Is This Kernel Oprimal

Kernel is calculating square mean by moving window along each column (signal can be assumed to be matrix of NumSamples(width) x NumSweeps(height) size)

extern “C” global void HeapCalc(float2 *signal, float *di_signal, int window_size, int NumSamples, int NumSweeps)
{
int sample = blockIdx.x * blockDim.x + threadIdx.x; (NumSamples is split into blocks, so that each thread is calculating separate column)

    //need to get square mean for first elements
float Di = 0;
for (int sweep = 0; sweep < window_size; sweep++)
   {
	Di += (signal[sweep * NumSamples + sample].x * signal[sweep * NumSamples + sample].x + signal[sweep * NumSamples + sample].y * signal[sweep * NumSamples + sample].y);
    }
di_signal[sample] = Di;

//main cycle (just need to add new element and remove last element and store result)
for (int sweep = window_size; sweep < NumSweeps; sweep++)
{
	Di += (signal[sweep * NumSamples + sample].x * signal[sweep * NumSamples + sample].x + signal[sweep * NumSamples + sample].y * signal[sweep * NumSamples + sample].y);
	Di -= (signal[(sweep - window_size) * NumSamples + sample].x * signal[(sweep - window_size) * NumSamples + sample].x + signal[(sweep - window_size) * NumSamples + sample].y * signal[(sweep - window_size) * NumSamples + sample].y);
	
	di_signal[(sweep - window_size + 1) * NumSamples + sample] = Di;
}

}

Is this kernel optimal or are there some other tricks to calculate window functions?

Hi,

First you should load data to shared memory and not work directly with gmem.

Second - look at reduction samples in the SDK they’ll come handy sooner or later.

eyal

Only profiling will tell, and only you can do that, but my first reaction is not even close. If you want to see a reasonably efficient array column summation kernel looks like (which is roughly what this is), then this might be of interest. The windowing function is obviously a bit different to simple summation, but not so much that you shouldn’t be able see how to adapt the idea to your needs.

Here is profiler screen shot.[attachment=15735:HeapCalc.png]

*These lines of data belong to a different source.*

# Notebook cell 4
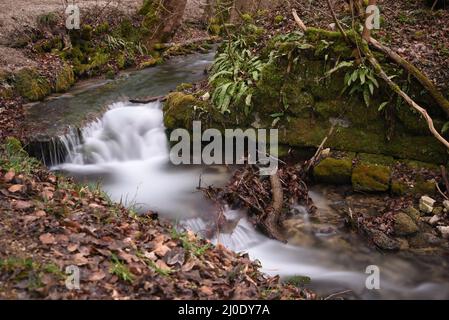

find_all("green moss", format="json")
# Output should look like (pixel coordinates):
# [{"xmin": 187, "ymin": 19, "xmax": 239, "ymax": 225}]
[
  {"xmin": 14, "ymin": 68, "xmax": 51, "ymax": 101},
  {"xmin": 208, "ymin": 24, "xmax": 222, "ymax": 36},
  {"xmin": 116, "ymin": 53, "xmax": 126, "ymax": 69},
  {"xmin": 313, "ymin": 153, "xmax": 355, "ymax": 184},
  {"xmin": 163, "ymin": 92, "xmax": 198, "ymax": 129},
  {"xmin": 55, "ymin": 63, "xmax": 75, "ymax": 93},
  {"xmin": 35, "ymin": 36, "xmax": 63, "ymax": 53},
  {"xmin": 352, "ymin": 163, "xmax": 391, "ymax": 192},
  {"xmin": 119, "ymin": 19, "xmax": 135, "ymax": 38},
  {"xmin": 274, "ymin": 15, "xmax": 284, "ymax": 24},
  {"xmin": 140, "ymin": 0, "xmax": 161, "ymax": 30},
  {"xmin": 95, "ymin": 22, "xmax": 110, "ymax": 35},
  {"xmin": 241, "ymin": 13, "xmax": 253, "ymax": 23},
  {"xmin": 176, "ymin": 83, "xmax": 194, "ymax": 91},
  {"xmin": 139, "ymin": 57, "xmax": 162, "ymax": 69},
  {"xmin": 37, "ymin": 12, "xmax": 59, "ymax": 28},
  {"xmin": 81, "ymin": 25, "xmax": 93, "ymax": 41},
  {"xmin": 358, "ymin": 153, "xmax": 395, "ymax": 166}
]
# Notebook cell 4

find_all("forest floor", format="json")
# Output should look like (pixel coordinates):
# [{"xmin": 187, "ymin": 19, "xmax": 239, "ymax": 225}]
[{"xmin": 0, "ymin": 141, "xmax": 314, "ymax": 299}]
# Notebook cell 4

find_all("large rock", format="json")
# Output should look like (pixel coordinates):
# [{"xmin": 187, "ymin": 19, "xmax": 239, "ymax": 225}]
[
  {"xmin": 313, "ymin": 152, "xmax": 354, "ymax": 184},
  {"xmin": 394, "ymin": 212, "xmax": 419, "ymax": 236},
  {"xmin": 352, "ymin": 154, "xmax": 392, "ymax": 192}
]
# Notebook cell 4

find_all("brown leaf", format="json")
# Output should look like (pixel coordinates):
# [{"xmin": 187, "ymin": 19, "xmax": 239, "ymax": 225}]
[
  {"xmin": 8, "ymin": 184, "xmax": 24, "ymax": 193},
  {"xmin": 67, "ymin": 244, "xmax": 79, "ymax": 252},
  {"xmin": 200, "ymin": 286, "xmax": 214, "ymax": 296},
  {"xmin": 4, "ymin": 171, "xmax": 15, "ymax": 182},
  {"xmin": 39, "ymin": 233, "xmax": 56, "ymax": 245},
  {"xmin": 13, "ymin": 200, "xmax": 33, "ymax": 210},
  {"xmin": 73, "ymin": 253, "xmax": 89, "ymax": 266},
  {"xmin": 88, "ymin": 271, "xmax": 106, "ymax": 281}
]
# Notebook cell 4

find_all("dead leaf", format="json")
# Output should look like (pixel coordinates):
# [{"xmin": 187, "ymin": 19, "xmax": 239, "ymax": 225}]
[
  {"xmin": 88, "ymin": 271, "xmax": 106, "ymax": 281},
  {"xmin": 13, "ymin": 200, "xmax": 33, "ymax": 210},
  {"xmin": 4, "ymin": 171, "xmax": 15, "ymax": 182},
  {"xmin": 67, "ymin": 244, "xmax": 79, "ymax": 252},
  {"xmin": 200, "ymin": 286, "xmax": 214, "ymax": 295},
  {"xmin": 73, "ymin": 253, "xmax": 89, "ymax": 266},
  {"xmin": 40, "ymin": 233, "xmax": 56, "ymax": 245},
  {"xmin": 8, "ymin": 184, "xmax": 24, "ymax": 193}
]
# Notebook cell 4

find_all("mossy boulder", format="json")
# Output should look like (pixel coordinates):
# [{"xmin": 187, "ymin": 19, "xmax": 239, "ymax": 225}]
[
  {"xmin": 394, "ymin": 212, "xmax": 419, "ymax": 236},
  {"xmin": 352, "ymin": 154, "xmax": 393, "ymax": 192},
  {"xmin": 163, "ymin": 92, "xmax": 198, "ymax": 129},
  {"xmin": 55, "ymin": 63, "xmax": 75, "ymax": 93},
  {"xmin": 391, "ymin": 177, "xmax": 436, "ymax": 196},
  {"xmin": 391, "ymin": 160, "xmax": 438, "ymax": 195},
  {"xmin": 14, "ymin": 68, "xmax": 51, "ymax": 101},
  {"xmin": 313, "ymin": 152, "xmax": 355, "ymax": 184},
  {"xmin": 352, "ymin": 164, "xmax": 391, "ymax": 192}
]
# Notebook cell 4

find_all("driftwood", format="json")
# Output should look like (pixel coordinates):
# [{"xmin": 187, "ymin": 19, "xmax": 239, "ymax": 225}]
[{"xmin": 129, "ymin": 95, "xmax": 167, "ymax": 104}]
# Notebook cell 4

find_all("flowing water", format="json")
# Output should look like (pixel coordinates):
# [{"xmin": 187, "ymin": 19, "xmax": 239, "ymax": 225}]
[{"xmin": 35, "ymin": 51, "xmax": 449, "ymax": 300}]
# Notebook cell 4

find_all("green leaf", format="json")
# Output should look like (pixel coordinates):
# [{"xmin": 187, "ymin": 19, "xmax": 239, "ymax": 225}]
[
  {"xmin": 245, "ymin": 93, "xmax": 253, "ymax": 106},
  {"xmin": 363, "ymin": 89, "xmax": 371, "ymax": 107},
  {"xmin": 378, "ymin": 101, "xmax": 389, "ymax": 112},
  {"xmin": 442, "ymin": 121, "xmax": 449, "ymax": 134}
]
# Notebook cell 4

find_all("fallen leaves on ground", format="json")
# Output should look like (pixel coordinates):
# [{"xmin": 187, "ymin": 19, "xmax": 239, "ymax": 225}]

You have managed to coalesced the memory reads, which is half of the battle for sure. What is the filter window size? If it is really large, then an in shared memory reduction is probably the right way to go, if it is relatively small, then you should be able to keep the complete window data in a shared memory buffer and just “push” new data onto the shared memory window “cache” . The SDK includes a high order finite difference kernel which does roughly the same thing you can have a look at too. Both approaches would let you compute the final result in a single kernel without requiring the second pass.

filter window size = 16
NumSamples = 8192
NumSweeps = 1024
Block Size = 512
#Blocks = 16
execution time (8800GT): 0.012 sec

you just need to break down the NumSamples into chunks (even if it means multiple kernel invocations at start - that would be easier

to code). Make sure you take into account the occupancy issues (with relation to shared memory) when you do so.

eyal

What do you mean saying “break down the NumSamples into chunks”? NumSamples is split into 16 blocks(chunks), each block is 512 threads.

That depends on your code :)

but basically, I have a similar conecpt, where I need to process an unknown size of input data (100 samples to 3000 for example)

If you use a thread block of 256 threads, hence at least one vector of shared memory of 256 floats (that is why I said you also need

to check occupancy) - then one thread block of 256 threads, will load 256 elements into shared memory and then you can

do the sliding window thing (with/without reduction or any other logic you need).

Since you have a limited shared memory per block + occupancy considerations you’ll probably want to break the 100 or 3000 samples

into chunks of 256 (sizeof your thread block) and process 256 elements each time…

If this is what you already did - then great :)

eyal

I’ve got it :) The reason to split NumSamples into several kernel executions is to have more shared memory per block. But i do not understand the point to use shared memory here. Does shared memory always fasten kernel? Even if there is coalesced gmem operations. Or it is better to separate works, like: store to shared mem, calculations, store to shared mem, calculations, … . I thought it does not matter actually if there is enough warps so scheduler will mix calculations and gmem operations in the best way.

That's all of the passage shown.